The first of our new spuds have been  dug. Another landmark date in the relentless progression of mother natures’ world.IMG_0825 The cuckoo is still cuckooing, and the chiffchaff is chiffchaffing and the longest day is rapidly approaching. The winter wheat is now ready for harvest and the crest of the new year is upon us. I don’t like it. To me the awakening of spring and the first flush of flowers is the highlight of the year, and after next week we will be rolling downhill into winter again. And it all happens so quickly!

But it is time to be positive, and the fishing permit will soon be purchased, and the relentless pursuit of the local whoppers will be in full swing. I only wish I could catch some of them. Wily buggers, these French fish, and I reckon they know when a useless Englishman is on the bank, and all just shoal together and giggle. To make it worse, one of my friends in the village has been regaling me with reports of the monsters being taken out of the river at the bottom of his garden. Today is the 16th of June, the start of the fishing season in the UK, and millions of like minded idiots like me will be making their way to the waters edge. But how things have changed; I was in our local Decathlon store yesterday, and happened to find myself in the angling department. Now when I was a lad, all that was needed was an old rod and reel, some hooks and line, a bit of bread and maybe some worms. Not nowadays! There were rows and rows of all sorts of essential kit, like bite detectors and catapaults for firing out the stack of groundbait. I often see chaps making their way to fish carrying what looks like their whole worldly possessions with them, often pulling them on trolleys. Problem is, they probably catch fish, and I don’t.

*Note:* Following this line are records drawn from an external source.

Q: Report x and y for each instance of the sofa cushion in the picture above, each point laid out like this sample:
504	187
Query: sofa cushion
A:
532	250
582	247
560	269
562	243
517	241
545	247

The twin grandsons have made their way back to the UK, with the aid of mum. It was a real pleasure having them here, and although the weather was not good, the pool was well used. Strange how little ones can deny feeling cold when they are shivering and their lips are blue! The cherries on one of our trees are in full ripeness now and all within reach have been eaten. By the end of the trip I had even got used to the noise that young boys make, and it all seems very quiet here now. We had several nice walks in the surrounding woods, and although not identical, it was interesting how the call of nature seemed to affect both at the same time.IMG_0812I hope they will come again soon.

The new chickens have settled in well, and one has gone broody. No amount of dissuasion would convince her that the eggs are not fertile, so she has been put in a cage and is sitting on some fertile eggs we swapped with neighbour Claude. He is an interesting chap, who lives mainly in his caravan, and has countless little goats. His fowl are an interesting bunch and, if they hatch, it will be fun to see what sort of mixture we have.

After the cold and rain of the past weeks, hot sun is forecast, so maybe with some new chicks, and the garden producing nice fresh vegetables, life is not really too bad!